Dee Kapur, International Truck and Engine Corp.’s new truck group president, says he’s still learning the ropes, but hasn’t seen anything that would prevent International from "reestablishing ourselves as the leading Class 8 manufacturer in North America."

At a recent trade media teleconference, company officials offered a broad view of their Class 8 strategy, which covers facilities, products, services and supplier partnerships.
Keeping the Chatham, Ontario, heavy truck plant open is a key factor in International’s Class 8 plans, said Jordan Feiger, vice president and general manager, Heavy Vehicle Center.
The company had announced it would close that facility this summer and move production of its heavy duty sleeper tractors to Mexico, but government assistance and union concessions recently prompted International to instead launch a $189-million, 10-year modernization project for Chatham.
Feiger said the Mexican plant would have worked fine but would have required some "pretty substantial" investments to add the capacity needed to get International through the next business up-cycle and enable it to grow Class 8 market share. Chatham, he added, not only has the capacity but has "great management and an experienced workforce."

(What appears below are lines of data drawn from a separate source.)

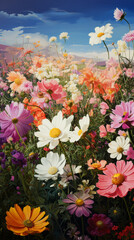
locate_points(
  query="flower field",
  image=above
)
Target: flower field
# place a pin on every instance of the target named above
(67, 142)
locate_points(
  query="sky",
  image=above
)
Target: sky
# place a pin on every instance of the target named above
(42, 19)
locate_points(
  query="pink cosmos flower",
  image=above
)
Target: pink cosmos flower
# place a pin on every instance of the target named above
(117, 179)
(15, 118)
(26, 86)
(100, 165)
(123, 115)
(118, 14)
(52, 89)
(128, 37)
(80, 203)
(103, 130)
(99, 225)
(130, 153)
(103, 107)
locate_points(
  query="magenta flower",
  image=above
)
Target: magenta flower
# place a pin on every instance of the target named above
(80, 203)
(128, 37)
(119, 14)
(15, 119)
(117, 179)
(123, 115)
(51, 89)
(99, 225)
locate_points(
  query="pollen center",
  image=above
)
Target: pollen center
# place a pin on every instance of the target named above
(120, 149)
(17, 81)
(100, 34)
(99, 224)
(117, 178)
(79, 202)
(28, 223)
(52, 170)
(14, 120)
(79, 132)
(96, 165)
(55, 132)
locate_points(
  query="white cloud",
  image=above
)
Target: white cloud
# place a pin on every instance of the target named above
(16, 37)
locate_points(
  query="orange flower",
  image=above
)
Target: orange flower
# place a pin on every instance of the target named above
(27, 221)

With some 1,000 locations, International boasts the largest dealer network in North America. Feiger said they’d like to add even more locations and expand existing dealerships. At the same time, they’ll continue to add services such as a pre-owned truck certification program due to be unveiled soon.
On the product side, Feiger said International has had more new offerings in the last 18 months than any other manufacturer, and considers itself to be a leader in Class 8 aerodynamics and fuel economy. While the company seems satisfied with two engine suppliers, it is leaning to Class 8 integration with more long-term partnerships with drivetrain suppliers. That’s critical if International is going to provide the kind of performance and efficiency customers expect, he said.